Faith-Based Adoption Agencies

Moving quickly this week, the Michigan legislature passed, and Governor Rick Snyder signed into law, an act that allows private faith-based adoption and foster care agencies to decline services to applicants that are not aligned with the agency's world view. The act, House Bill 4188, thus allows such agencies to refuse services to same-sex or unmarried couples.

Perhaps because the authors knew their bill would be subjected to strict scrutiny, enacted on the very eve of the SCOTUS' same-sex adoption and marriage cases, the preamble clearly lays out critical constitutional distinctions between private and state action. The act declares private agency placement decisions to be outside the scope of state action; the act declares private faith-based agencies free to make decisions pursuant to their stated mission.

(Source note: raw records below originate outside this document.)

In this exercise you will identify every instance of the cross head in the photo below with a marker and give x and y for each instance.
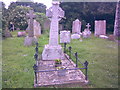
(31, 14)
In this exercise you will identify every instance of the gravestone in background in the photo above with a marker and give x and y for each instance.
(30, 39)
(76, 27)
(65, 36)
(100, 27)
(53, 50)
(37, 29)
(117, 21)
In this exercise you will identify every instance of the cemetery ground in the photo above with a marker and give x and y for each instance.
(18, 61)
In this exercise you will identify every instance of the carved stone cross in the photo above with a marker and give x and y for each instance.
(53, 50)
(88, 25)
(31, 17)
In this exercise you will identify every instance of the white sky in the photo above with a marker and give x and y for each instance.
(48, 3)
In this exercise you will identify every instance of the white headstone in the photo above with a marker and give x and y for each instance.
(87, 33)
(65, 36)
(53, 50)
(76, 27)
(100, 27)
(37, 29)
(75, 36)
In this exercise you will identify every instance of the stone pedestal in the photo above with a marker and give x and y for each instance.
(52, 52)
(30, 41)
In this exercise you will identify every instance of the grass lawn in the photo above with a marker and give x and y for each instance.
(102, 55)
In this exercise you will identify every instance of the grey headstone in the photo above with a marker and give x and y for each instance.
(65, 36)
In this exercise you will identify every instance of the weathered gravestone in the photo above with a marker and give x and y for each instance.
(117, 20)
(30, 39)
(76, 27)
(37, 29)
(53, 50)
(87, 33)
(47, 24)
(65, 36)
(100, 27)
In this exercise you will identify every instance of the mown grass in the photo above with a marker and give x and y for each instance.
(101, 54)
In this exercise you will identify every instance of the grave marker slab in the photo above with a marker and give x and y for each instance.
(30, 39)
(37, 29)
(65, 36)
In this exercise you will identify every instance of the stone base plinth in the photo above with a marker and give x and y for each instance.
(29, 41)
(52, 52)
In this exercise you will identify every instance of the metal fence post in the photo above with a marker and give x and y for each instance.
(86, 70)
(65, 47)
(35, 69)
(36, 48)
(70, 48)
(76, 56)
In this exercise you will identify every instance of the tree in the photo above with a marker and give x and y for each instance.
(88, 12)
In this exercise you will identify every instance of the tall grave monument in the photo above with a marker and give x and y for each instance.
(53, 50)
(76, 27)
(100, 27)
(117, 20)
(30, 39)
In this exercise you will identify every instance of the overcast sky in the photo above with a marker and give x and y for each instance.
(48, 3)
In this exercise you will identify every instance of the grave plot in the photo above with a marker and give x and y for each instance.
(47, 74)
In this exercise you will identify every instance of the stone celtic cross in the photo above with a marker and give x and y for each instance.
(31, 17)
(55, 14)
(53, 50)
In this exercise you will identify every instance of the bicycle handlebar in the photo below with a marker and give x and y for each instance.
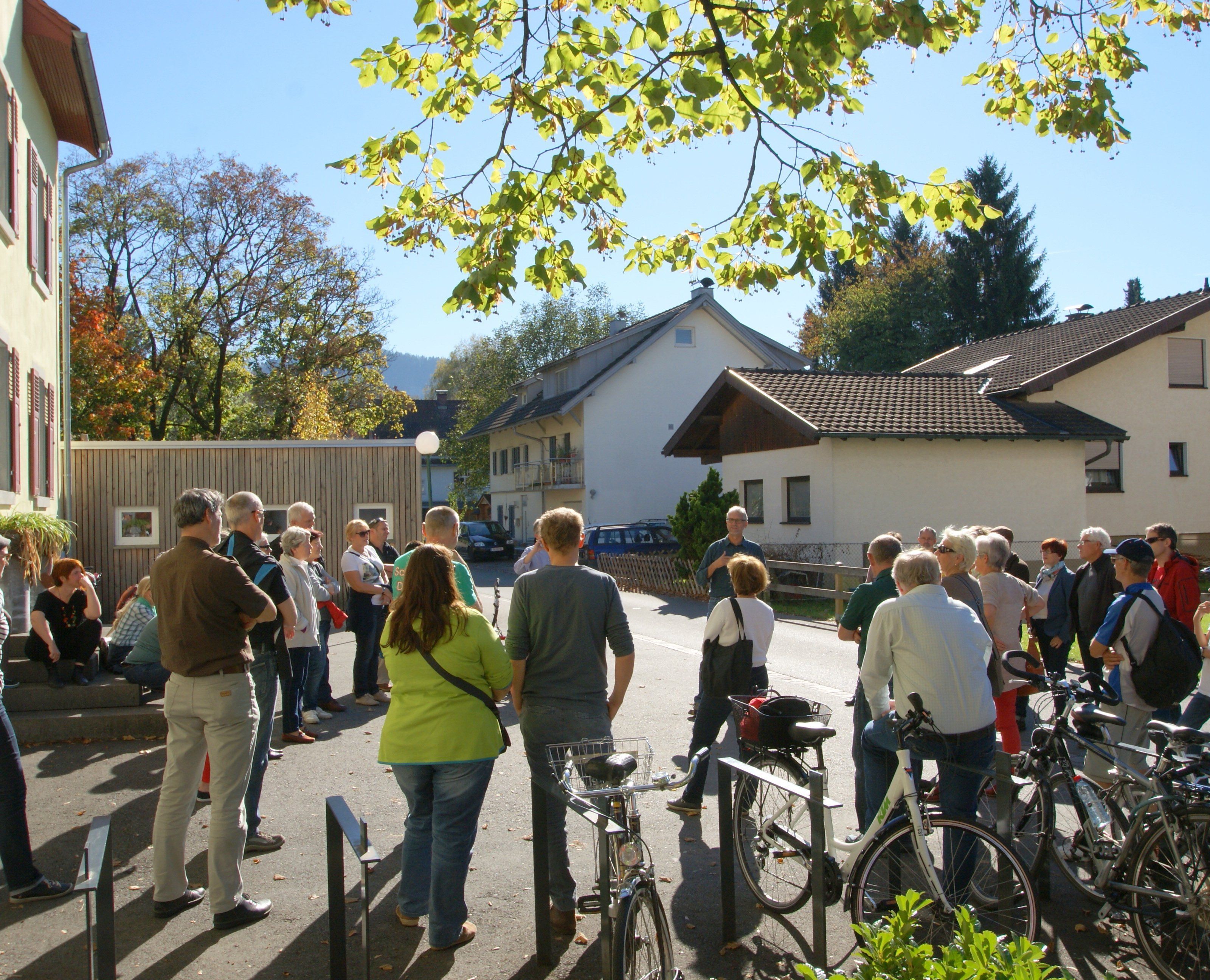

Critics point out that Governor Snyder signed the bill into law after it sailed through both House and Senate, and after it was swiftly placed on the legislative agenda at the "last minute", apparently without notice. The ACLU has already conducted press conferences to announce they are seeking well-positioned litigants to challenge the new law.

If any of the private faith-based agencies receive public funding or assistance, a constitutional challenge could be mounted, especially if the SCOTUS declares a constitutional right to marry regardless of gender. Without the public funding component, however, it would appear that private agencies would be free to make adoption referrals consistent with their faith-based missions.

Examination of the State of Michigan's fiscal budget for the current year reveals that nearly $20 million was spent on adoption and foster care agencies; about half of the funding allocation supported private agencies. Proponents of the bill assert that its passage was necessary in order to prevent the faith-based agencies from closing their doors rather than provide services to folks they deem to be unworthy.

Considering that current state practice allows an agency to decline services for any reason, this legislation seems preemptive in nature; perhaps to ward-off attempts to adopt by same-sex couples following a prospective [and somewhat anticipated] win in the DeBoer case.  When introducing the new law, the Governor even acknowledged he expected litigation to flow from its implementation.